Note: On the left are the URLs that are tweeted by at least 10 people along with the average likelihood of getting the vaccine (on a scale from 1 to 100) among those that tweeted each URL. On the right are the URLs that were favorited by at least 10 people along with the average likelihood of getting the vaccine among those that favorited each URL. Several of the news sites shown (e.g. “zerohedge.com,” “palmerreport.com,” “breitbart.com,” “rt.com,” “thefederalist.com,” “tmz.com”) received low trustworthiness ratings by NewsGuard.

Discussion

Across two studies with unique datasets connecting survey data about self-reported vaccine confidence to social media data, we found that social media behavior is associated with attitudes about the vaccine. Specifically, following US Republican Twitter influencers and hyper-partisan or low-quality news sites negatively predicted confidence in the COVID-19 vaccine, though following politicians from the UK's Conservative party did not predict confidence in the vaccine. These results held even when controlling for a number of relevant variables, such as self-reported ideology and education, meaning that social media behavior explains unique variance in predicting vaccine attitudes.

Community detection analysis revealed that Twitter networks in the US and the UK are divided into structural communities (or “echo chambers”) broadly reflecting liberal and conservative attitudes. Centrality in the more “conservative” community in the US negatively predicted self-reported vaccine confidence; however, this was not true in the UK. A specific examination of the influencers in each cluster found that prominent US influencers associated with the Republican party (e.g. Tucker Carlson, Candace Owens), as well as influencers who have caused controversy about spreading misinformation about the vaccine online (e.g. Joe Rogan) (41) tended to have followers with low levels of vaccine confidence.

Finally, in Study 2, we found that one's likelihood of receiving the vaccine was associated with the quality of news articles shared (tweeted) and liked (favorited) on Twitter, even when controlling for demographic variables. This suggests that vaccine-hesitant individuals are not only consuming lower-quality news, but are spreading lower-quality news to their networks. These results were similar when looking at both more private forms of engagement (favorites) and more public forms of social media sharing (retweeting), which were highly correlated with each other.
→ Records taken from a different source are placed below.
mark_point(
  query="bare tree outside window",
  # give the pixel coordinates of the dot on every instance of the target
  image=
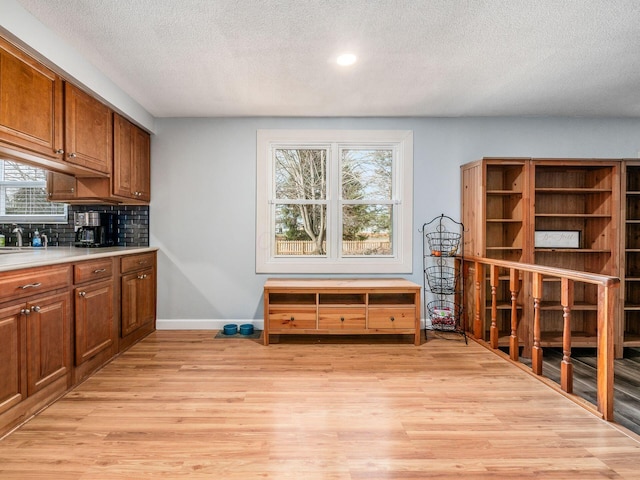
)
(367, 193)
(301, 192)
(23, 193)
(366, 186)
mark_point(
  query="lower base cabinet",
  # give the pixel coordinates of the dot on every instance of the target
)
(48, 341)
(138, 297)
(59, 324)
(35, 355)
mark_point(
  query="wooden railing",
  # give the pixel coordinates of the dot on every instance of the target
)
(606, 303)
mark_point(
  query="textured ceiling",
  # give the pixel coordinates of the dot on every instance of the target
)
(184, 58)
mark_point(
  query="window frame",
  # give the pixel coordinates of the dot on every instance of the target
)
(61, 218)
(401, 261)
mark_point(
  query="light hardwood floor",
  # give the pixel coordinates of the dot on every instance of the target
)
(185, 405)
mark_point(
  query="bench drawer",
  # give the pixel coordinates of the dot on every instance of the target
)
(394, 318)
(336, 318)
(292, 318)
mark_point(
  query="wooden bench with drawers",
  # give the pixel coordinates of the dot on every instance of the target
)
(359, 306)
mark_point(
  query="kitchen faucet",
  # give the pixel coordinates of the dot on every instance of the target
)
(18, 231)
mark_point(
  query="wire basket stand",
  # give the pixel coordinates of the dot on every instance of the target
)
(442, 241)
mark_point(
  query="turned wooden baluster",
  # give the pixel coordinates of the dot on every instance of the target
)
(493, 281)
(606, 315)
(514, 286)
(477, 321)
(566, 367)
(536, 354)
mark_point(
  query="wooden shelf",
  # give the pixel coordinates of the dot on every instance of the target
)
(552, 194)
(341, 307)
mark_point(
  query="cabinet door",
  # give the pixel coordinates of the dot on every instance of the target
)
(122, 157)
(88, 130)
(30, 103)
(60, 186)
(12, 350)
(131, 160)
(138, 300)
(93, 320)
(48, 340)
(141, 166)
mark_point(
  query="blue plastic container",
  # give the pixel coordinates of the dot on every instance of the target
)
(246, 329)
(230, 329)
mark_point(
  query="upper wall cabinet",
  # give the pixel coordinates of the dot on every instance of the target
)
(131, 160)
(88, 131)
(31, 105)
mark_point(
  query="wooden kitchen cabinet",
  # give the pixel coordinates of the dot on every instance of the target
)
(88, 131)
(341, 307)
(35, 341)
(130, 181)
(131, 160)
(138, 297)
(31, 104)
(13, 379)
(96, 326)
(48, 341)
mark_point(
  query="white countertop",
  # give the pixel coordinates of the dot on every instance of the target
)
(37, 257)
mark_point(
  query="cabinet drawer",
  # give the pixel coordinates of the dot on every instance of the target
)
(94, 270)
(32, 281)
(392, 317)
(340, 318)
(292, 318)
(131, 263)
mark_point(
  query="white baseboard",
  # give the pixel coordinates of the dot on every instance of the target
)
(217, 324)
(203, 323)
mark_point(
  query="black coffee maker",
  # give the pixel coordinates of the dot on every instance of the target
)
(96, 229)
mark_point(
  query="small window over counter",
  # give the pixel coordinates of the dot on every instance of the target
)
(23, 195)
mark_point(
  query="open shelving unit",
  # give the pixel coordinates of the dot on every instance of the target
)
(562, 213)
(631, 257)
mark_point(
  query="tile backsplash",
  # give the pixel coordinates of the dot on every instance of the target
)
(133, 226)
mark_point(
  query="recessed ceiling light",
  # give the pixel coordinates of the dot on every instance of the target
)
(346, 59)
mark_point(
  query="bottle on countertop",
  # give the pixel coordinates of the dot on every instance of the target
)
(36, 241)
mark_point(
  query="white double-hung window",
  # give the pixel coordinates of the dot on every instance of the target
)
(334, 201)
(23, 195)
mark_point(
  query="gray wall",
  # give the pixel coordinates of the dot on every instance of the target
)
(203, 190)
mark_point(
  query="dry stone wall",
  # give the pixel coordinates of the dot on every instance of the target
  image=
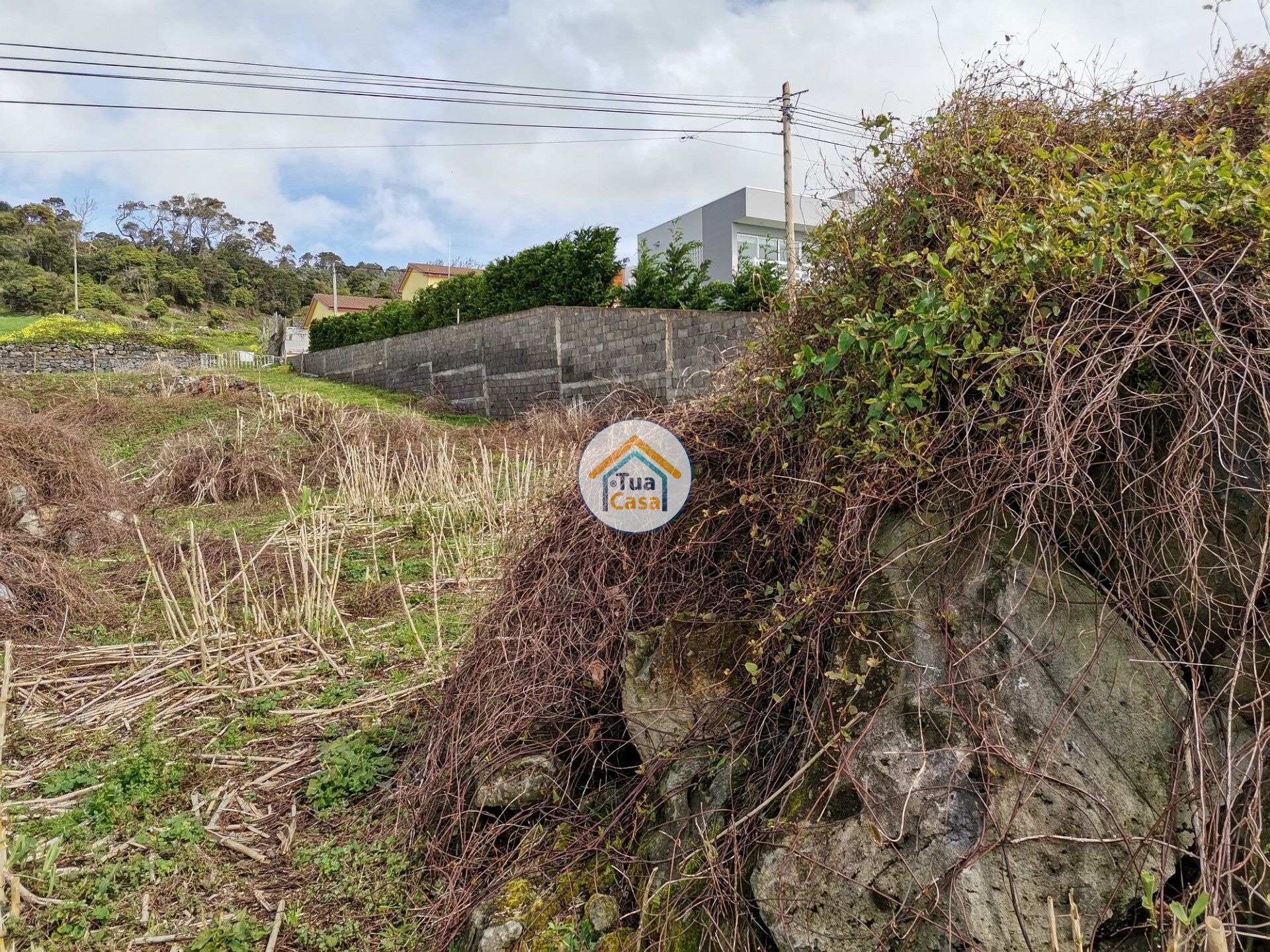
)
(502, 366)
(71, 358)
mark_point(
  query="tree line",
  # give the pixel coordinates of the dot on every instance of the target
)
(186, 251)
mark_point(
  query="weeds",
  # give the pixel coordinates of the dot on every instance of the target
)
(351, 768)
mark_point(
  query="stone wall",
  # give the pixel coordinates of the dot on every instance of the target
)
(70, 358)
(505, 365)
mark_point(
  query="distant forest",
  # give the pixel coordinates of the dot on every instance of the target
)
(189, 251)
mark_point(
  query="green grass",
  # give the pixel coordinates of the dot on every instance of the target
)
(11, 323)
(284, 380)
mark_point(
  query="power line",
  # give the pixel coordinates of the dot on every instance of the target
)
(375, 118)
(429, 84)
(357, 73)
(368, 145)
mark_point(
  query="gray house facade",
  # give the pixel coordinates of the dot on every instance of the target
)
(746, 223)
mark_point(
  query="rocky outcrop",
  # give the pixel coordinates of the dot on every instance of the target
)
(520, 783)
(1024, 749)
(676, 688)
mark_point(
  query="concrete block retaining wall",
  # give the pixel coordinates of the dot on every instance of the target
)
(505, 365)
(69, 358)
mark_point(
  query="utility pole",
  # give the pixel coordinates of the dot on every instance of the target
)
(786, 135)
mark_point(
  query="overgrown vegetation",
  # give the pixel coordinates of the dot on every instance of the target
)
(1049, 313)
(224, 603)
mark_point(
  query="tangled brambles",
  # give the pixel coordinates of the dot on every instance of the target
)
(968, 610)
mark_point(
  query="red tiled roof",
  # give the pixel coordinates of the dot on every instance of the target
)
(349, 302)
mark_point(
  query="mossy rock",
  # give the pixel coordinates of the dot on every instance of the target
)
(618, 941)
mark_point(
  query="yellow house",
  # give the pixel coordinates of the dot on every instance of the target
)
(417, 277)
(324, 306)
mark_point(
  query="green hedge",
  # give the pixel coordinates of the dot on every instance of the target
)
(64, 329)
(577, 270)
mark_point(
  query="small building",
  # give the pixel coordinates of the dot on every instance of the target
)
(748, 223)
(325, 305)
(417, 277)
(295, 340)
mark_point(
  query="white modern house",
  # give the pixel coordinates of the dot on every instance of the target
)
(747, 223)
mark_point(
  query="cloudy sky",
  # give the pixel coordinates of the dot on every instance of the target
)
(484, 190)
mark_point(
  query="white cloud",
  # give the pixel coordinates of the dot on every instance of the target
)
(405, 204)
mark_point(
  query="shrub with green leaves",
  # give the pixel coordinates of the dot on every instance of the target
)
(351, 768)
(64, 329)
(34, 291)
(577, 270)
(102, 299)
(671, 278)
(238, 933)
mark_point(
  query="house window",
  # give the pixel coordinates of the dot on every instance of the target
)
(763, 248)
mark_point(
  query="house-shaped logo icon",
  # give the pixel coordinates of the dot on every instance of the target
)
(634, 476)
(635, 467)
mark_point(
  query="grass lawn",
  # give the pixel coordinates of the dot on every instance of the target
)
(11, 323)
(284, 380)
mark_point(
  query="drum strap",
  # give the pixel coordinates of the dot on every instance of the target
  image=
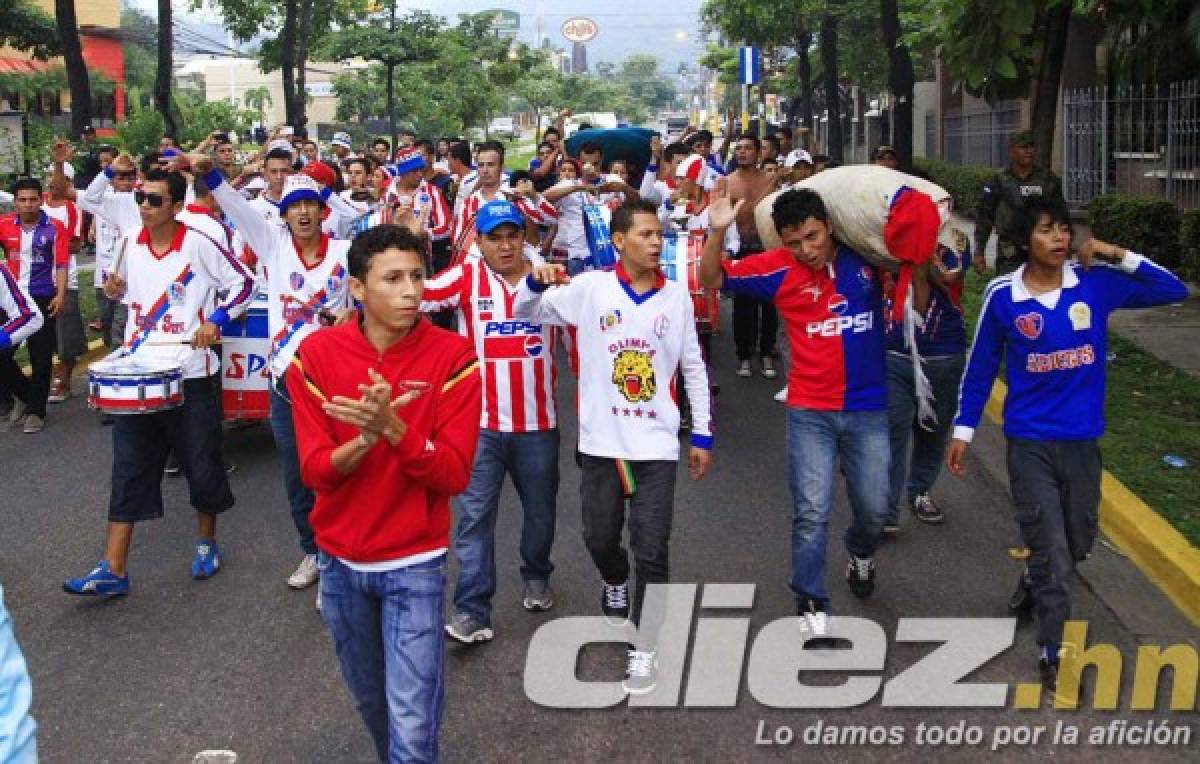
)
(625, 474)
One limitation of this work is that it captures a specific time-point in history. Most of the data were collected around the summer of 2021, and dynamics around these issues online and offline may have evolved. Furthermore, there are limitations with our samples. Neither study was nationally representative, though Study 1 was roughly politically-balanced and included a large portion of vaccine-hesitant and vaccine-neutral respondents. Study 2, while larger and better-powered to analyze the amount of misinformation shared by individuals, was a convenience sample recruited online via an app. It is possible that some of our findings were influenced by idiosyncrasies of these two samples. That said, it's important to note that the main conclusions were consistent across both samples

An important limitation of this work is that it is correlational. While our results are consistent with the theory that exposure to misinformation and partisan cues in one's online social network influences vaccine attitudes, they are also consistent with other interpretations, such as vaccine-hesitant individuals selectively following and engaging with content that confirms their beliefs (24, 45). Twitter following behavior could also be a proxy for other kinds of media exposure (for instance, people who follow Republican politicians may also frequently watch Fox News). Other research should follow up on this study by testing the causal effects of exposure to certain information sources on vaccine attitudes, through lab and field experiments, network interventions that manipulate the structure of one's network (46), or network modeling approaches (47).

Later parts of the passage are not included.